With 500-1000 identified/unidentified species of gut bacteria floating around,
mimicking one is a bad data set.

Corollary example, we've not proved that H.Pylori causes Ulcerative Colitis,
yet they coexist frequently.

------
jimrandomh
This is not a study, this is a press release based on a study. Always, always,
always go to the actual study.

The actual study is
[http://www.pnas.org/content/early/2014/12/25/1417508112.abst...](http://www.pnas.org/content/early/2014/12/25/1417508112.abstract)
and it is paywalled. The main thing that jumps out about it, is that it is not
just a dietary intervention; they also injected the mice with antibodies to
Neu5Gc, supposedly to reproduce the levels found in the human immune system.
Bad things happened only to those mice who were both fed Neu5Gc (at a
concentration an order of magnitude higher than humans would encounter) and
also gave them these antibodies. While this looks potentially promising, the
human immunology would need to be studied, and what the effect size would be
for a more typical diet is completely unknown.

------
ryanobjc
There's been a lot of research and people interested in grass-fed beef. I'd
love to learn more about the results of this study compared to the discoveries
about grass-fed beef, omega 3 and the omega 3/6 balance stuff.

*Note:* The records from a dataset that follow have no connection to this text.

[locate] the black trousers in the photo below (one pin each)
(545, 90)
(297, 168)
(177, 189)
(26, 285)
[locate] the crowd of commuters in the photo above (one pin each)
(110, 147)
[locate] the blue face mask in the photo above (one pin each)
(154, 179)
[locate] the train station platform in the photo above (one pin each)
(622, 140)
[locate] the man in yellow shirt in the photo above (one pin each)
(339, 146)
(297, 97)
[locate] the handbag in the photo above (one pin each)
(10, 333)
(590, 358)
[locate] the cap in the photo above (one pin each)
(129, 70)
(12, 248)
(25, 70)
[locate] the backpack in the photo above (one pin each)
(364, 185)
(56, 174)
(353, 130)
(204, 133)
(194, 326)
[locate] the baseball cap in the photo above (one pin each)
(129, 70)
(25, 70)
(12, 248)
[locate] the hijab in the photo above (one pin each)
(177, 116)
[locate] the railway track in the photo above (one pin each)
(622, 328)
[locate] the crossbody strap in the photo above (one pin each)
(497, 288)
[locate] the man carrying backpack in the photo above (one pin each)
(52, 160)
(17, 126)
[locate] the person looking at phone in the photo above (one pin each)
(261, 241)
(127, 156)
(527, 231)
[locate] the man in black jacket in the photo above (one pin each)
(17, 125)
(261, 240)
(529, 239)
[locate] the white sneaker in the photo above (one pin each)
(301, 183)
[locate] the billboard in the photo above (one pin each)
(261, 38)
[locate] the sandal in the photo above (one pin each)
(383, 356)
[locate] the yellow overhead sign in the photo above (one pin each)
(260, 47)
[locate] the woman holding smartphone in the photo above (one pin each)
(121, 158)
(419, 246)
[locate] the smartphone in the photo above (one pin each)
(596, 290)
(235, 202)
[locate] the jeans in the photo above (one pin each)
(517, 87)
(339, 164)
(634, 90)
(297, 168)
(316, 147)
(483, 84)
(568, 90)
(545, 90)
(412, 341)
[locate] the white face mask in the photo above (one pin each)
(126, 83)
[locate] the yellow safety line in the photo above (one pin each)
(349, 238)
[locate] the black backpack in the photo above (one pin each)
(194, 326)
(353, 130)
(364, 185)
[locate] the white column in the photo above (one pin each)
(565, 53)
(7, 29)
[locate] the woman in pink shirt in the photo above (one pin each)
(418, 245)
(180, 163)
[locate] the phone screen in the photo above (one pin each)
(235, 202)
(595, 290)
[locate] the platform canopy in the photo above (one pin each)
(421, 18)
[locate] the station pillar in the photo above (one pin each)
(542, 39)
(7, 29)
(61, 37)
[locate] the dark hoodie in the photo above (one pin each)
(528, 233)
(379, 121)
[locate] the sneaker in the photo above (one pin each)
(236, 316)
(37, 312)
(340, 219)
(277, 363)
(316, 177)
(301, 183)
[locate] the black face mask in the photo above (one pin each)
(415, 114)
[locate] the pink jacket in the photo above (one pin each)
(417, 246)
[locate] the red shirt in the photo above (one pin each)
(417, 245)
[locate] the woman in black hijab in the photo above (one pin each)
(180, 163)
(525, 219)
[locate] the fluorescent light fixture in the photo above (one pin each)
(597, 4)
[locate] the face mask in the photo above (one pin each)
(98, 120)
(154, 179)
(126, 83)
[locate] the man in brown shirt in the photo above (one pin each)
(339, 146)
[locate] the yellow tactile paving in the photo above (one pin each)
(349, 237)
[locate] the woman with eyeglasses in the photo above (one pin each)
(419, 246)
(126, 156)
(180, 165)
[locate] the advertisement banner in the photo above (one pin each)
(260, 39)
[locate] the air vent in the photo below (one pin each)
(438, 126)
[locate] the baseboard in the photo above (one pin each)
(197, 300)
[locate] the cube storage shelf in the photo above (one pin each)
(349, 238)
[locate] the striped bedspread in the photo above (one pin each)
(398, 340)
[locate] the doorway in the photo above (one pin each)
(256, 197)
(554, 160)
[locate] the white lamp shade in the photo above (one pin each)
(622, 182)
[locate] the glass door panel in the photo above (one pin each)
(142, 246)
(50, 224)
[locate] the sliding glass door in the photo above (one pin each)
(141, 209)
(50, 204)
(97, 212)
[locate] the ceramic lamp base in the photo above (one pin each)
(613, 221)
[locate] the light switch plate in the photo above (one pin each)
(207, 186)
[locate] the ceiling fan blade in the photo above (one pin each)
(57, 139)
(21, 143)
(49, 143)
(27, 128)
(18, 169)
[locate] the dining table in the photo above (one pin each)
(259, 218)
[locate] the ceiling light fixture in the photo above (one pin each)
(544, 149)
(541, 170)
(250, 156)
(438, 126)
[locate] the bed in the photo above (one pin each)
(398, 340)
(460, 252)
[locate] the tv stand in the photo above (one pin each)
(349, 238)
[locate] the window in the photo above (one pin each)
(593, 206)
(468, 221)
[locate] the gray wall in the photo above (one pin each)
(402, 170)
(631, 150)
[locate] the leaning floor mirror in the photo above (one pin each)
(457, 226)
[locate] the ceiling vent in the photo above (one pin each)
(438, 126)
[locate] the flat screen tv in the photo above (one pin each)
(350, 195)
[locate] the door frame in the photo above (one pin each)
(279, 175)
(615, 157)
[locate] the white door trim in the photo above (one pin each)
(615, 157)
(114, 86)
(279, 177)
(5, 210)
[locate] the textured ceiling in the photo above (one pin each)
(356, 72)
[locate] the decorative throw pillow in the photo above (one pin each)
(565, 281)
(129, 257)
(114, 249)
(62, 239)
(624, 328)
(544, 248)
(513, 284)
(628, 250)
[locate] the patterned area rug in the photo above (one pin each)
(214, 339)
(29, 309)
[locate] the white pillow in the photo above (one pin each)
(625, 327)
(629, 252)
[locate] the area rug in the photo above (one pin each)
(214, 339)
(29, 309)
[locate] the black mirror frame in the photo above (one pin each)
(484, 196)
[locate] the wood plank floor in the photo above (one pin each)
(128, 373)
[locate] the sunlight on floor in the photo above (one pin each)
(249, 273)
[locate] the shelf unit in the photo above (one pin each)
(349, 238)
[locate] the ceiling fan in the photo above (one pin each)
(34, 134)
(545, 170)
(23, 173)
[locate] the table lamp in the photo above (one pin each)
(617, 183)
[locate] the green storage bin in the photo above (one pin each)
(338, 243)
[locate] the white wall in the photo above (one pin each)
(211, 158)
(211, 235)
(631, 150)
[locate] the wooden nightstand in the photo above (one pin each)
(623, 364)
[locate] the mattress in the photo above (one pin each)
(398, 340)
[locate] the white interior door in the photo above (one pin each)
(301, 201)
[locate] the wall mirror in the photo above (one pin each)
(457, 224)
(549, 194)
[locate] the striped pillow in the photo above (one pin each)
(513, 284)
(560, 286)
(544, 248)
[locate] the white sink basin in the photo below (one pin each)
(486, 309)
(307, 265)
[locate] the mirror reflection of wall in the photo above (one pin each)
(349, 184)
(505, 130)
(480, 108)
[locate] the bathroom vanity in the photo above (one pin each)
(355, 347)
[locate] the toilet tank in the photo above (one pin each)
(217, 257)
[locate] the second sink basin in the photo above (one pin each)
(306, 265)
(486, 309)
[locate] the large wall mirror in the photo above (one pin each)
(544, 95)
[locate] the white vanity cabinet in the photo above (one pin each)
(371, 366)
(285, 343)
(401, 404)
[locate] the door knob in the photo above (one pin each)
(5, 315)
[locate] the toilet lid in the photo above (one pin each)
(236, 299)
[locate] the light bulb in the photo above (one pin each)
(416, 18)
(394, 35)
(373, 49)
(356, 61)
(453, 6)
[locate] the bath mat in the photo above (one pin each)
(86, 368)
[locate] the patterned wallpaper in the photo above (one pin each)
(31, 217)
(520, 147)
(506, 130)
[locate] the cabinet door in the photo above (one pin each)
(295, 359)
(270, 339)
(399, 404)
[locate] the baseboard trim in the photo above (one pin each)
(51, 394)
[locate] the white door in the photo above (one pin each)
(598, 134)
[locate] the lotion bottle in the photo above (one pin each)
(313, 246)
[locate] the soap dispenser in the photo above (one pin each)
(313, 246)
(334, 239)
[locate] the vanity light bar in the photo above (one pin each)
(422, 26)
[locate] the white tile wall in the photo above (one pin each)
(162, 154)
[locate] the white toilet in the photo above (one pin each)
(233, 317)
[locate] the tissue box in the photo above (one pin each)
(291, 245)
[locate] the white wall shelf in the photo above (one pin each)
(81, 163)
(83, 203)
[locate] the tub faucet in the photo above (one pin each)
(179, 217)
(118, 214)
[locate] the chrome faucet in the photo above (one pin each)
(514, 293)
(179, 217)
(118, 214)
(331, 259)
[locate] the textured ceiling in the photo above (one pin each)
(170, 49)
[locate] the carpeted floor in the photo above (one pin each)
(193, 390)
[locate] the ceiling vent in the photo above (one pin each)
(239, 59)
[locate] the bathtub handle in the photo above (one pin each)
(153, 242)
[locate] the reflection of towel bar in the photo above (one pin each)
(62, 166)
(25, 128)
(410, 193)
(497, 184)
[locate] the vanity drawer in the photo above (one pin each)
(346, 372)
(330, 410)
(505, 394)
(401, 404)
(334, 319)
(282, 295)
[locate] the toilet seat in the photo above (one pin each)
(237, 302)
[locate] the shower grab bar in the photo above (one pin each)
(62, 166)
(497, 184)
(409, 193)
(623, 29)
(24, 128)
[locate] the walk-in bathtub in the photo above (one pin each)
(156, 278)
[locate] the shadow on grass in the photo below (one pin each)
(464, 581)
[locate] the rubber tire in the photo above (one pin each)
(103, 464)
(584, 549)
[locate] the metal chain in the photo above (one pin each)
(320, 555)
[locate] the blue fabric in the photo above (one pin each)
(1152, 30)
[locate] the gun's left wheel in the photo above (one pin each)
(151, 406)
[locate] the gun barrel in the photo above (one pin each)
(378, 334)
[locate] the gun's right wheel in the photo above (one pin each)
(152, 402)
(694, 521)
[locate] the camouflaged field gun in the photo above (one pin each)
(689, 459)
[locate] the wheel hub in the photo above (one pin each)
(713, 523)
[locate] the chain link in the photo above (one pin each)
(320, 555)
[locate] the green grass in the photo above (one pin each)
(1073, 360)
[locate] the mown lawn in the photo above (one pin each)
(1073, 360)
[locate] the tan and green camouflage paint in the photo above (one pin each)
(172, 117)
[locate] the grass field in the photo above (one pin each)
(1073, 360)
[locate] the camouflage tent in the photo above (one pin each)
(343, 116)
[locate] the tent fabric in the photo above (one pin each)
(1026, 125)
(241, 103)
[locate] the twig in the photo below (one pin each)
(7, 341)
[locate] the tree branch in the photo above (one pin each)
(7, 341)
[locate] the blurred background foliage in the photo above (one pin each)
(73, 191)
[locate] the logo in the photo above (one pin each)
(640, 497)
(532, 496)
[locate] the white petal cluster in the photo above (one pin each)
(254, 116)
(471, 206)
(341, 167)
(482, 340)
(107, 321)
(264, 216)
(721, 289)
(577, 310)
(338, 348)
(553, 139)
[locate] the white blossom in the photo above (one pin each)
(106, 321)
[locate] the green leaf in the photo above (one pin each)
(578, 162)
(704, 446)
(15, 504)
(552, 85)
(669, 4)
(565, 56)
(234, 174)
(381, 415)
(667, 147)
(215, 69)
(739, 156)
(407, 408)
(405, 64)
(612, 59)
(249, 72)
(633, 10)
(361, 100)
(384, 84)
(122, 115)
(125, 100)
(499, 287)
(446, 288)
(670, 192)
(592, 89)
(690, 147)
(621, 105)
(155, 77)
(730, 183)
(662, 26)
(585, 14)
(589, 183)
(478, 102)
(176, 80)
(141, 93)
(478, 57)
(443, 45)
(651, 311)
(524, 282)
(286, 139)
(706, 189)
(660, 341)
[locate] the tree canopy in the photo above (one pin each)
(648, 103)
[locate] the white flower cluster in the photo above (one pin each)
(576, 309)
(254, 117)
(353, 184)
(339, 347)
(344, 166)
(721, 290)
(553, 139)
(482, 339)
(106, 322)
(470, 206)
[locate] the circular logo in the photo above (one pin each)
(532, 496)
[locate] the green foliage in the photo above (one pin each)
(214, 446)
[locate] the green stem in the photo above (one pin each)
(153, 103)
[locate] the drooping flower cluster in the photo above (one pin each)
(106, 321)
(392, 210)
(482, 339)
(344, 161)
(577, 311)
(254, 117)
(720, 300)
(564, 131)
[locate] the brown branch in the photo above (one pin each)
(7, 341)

On one hand you have people like this study, which did a small 1 time study
indicating that there is an inflammatory effect in mice. On the other hand,
you have people like Dave Asprey who have spent years testing the 'grass fed
beef is less inflammatory' hypothesis in humans. One of these has a stronger
indication to my own health than the others.

------
dnautics
"Neu5Gc accumulated in the tumors."

I'm not sure that that makes sense from a biological perspective, for many
reasons. Neu5Gc itself is not terribly likely to be carcinogenic, its mode of
action is to enervate the immune system. If anything, accumulation of Neu5Gc
in tumors should mitigate cancer by triggering antibody-directed cell-mediated
cytotoxicity.

------
pm90
I like the fact that the there is an explicit disclosure at the end.

Also this: “Of course, moderate amounts of red meat can be a source of good
nutrition for young people. We hope that our work will eventually lead the way
to practical solutions for this catch-22.”

I think this is important. What amount of red meat is OK to consume? Its
really hard to get people to stop eating what they've developed a taste for.
But limitation would be a much more achievable strategy.

------
csdrane
Serious question: is there any reason to think that mice would be a good proxy
for human health results re: meat consumption?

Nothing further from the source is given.